Netanyahu brushes off Obama critique

Prime minster says only the Israeli people will determine who best represents their interests

Ilan Ben Zion is an AFP reporter and a former news editor at The Times of Israel.

President Barack Obama meets with Israeli Prime Minister Benjamin Netanyahu in the Oval Office of the White House in Washington on March 5, 2012 (photo credit: AP Photo/Pablo Martinez Monsivais, File)
President Barack Obama meets with Israeli Prime Minister Benjamin Netanyahu in the Oval Office of the White House in Washington on March 5, 2012 (photo credit: AP Photo/Pablo Martinez Monsivais, File)

Prime Minister Benjamin Netanyahu on Wednesday reacted to critical statements attributed to US President Barack Obama, saying that only the Israeli people will determine who best represent their interests.

Touting his diplomatic credentials less than a week before national elections, Netanyahu said he would continue to uphold the vital interests of the state of Israel, even when facing rebuke by the international community, as he has done for the past four years in office.

“In the past four years we have contended with tremendous pressures” from the international community, he said. “They demanded we curb our pressure against Iran, that we withdraw to the ’67 lines, that we divide Jerusalem, that we refrain from building in Jerusalem. We rebuffed the pressure,” said Netanyahu during a visit to a military base in the south.
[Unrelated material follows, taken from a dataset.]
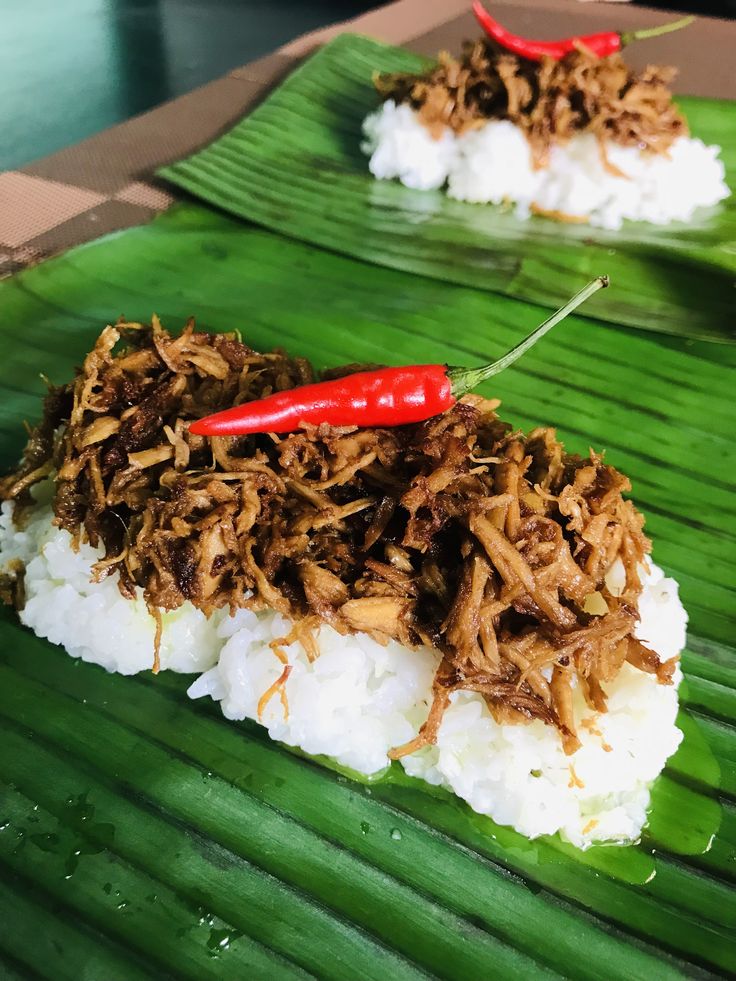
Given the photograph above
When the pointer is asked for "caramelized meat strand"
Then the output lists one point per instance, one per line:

According to a report by Bloomberg columnist Jeffrey Goldberg published Tuesday morning, Obama last month began repeating the mantra that “Israel doesn’t know what its own best interests are” and called Netanyahu “a political coward.”

The White House has neither confirmed nor denied the statements published by Bloomberg.

“Even close allies disagree from time to time,” Deputy Prime Minister Moshe Ya’alon said in an interview to Israel Radio in Wednesday. Ya’alon, who is slated to serve as defense minister should Likud-Beytenu form the next government, said Netanyahu led a responsible and reasonable foreign policy during his four years in office, adding that not every difference of opinion need be reported in terms of “diplomatic isolation” or “political boycotting.”

Other senior Likud officials were quoted in the Israeli press saying the statements attributed to Obama constituted “callous intervention in the [Israeli] elections” by the US government. Likud members also charged that “fingerprints of the Israeli left wing were all over the story.”

Israel considers the US its closest ally, relying on Washington for defense aid, help in thwarting Iran’s nuclear ambitions and political shelter on the world stage.

The two countries briefly tussled during the summer over the timetable for using military action against Iran’s nuclear program. That public fight, coupled with differences over settlement building, exposed fraying ties between the two capitals, and especially between Netanyahu and Obama.

The two leaders will have to deal with each other for several more years, should Netanyahu cruise to an election victory on January 22 as expected.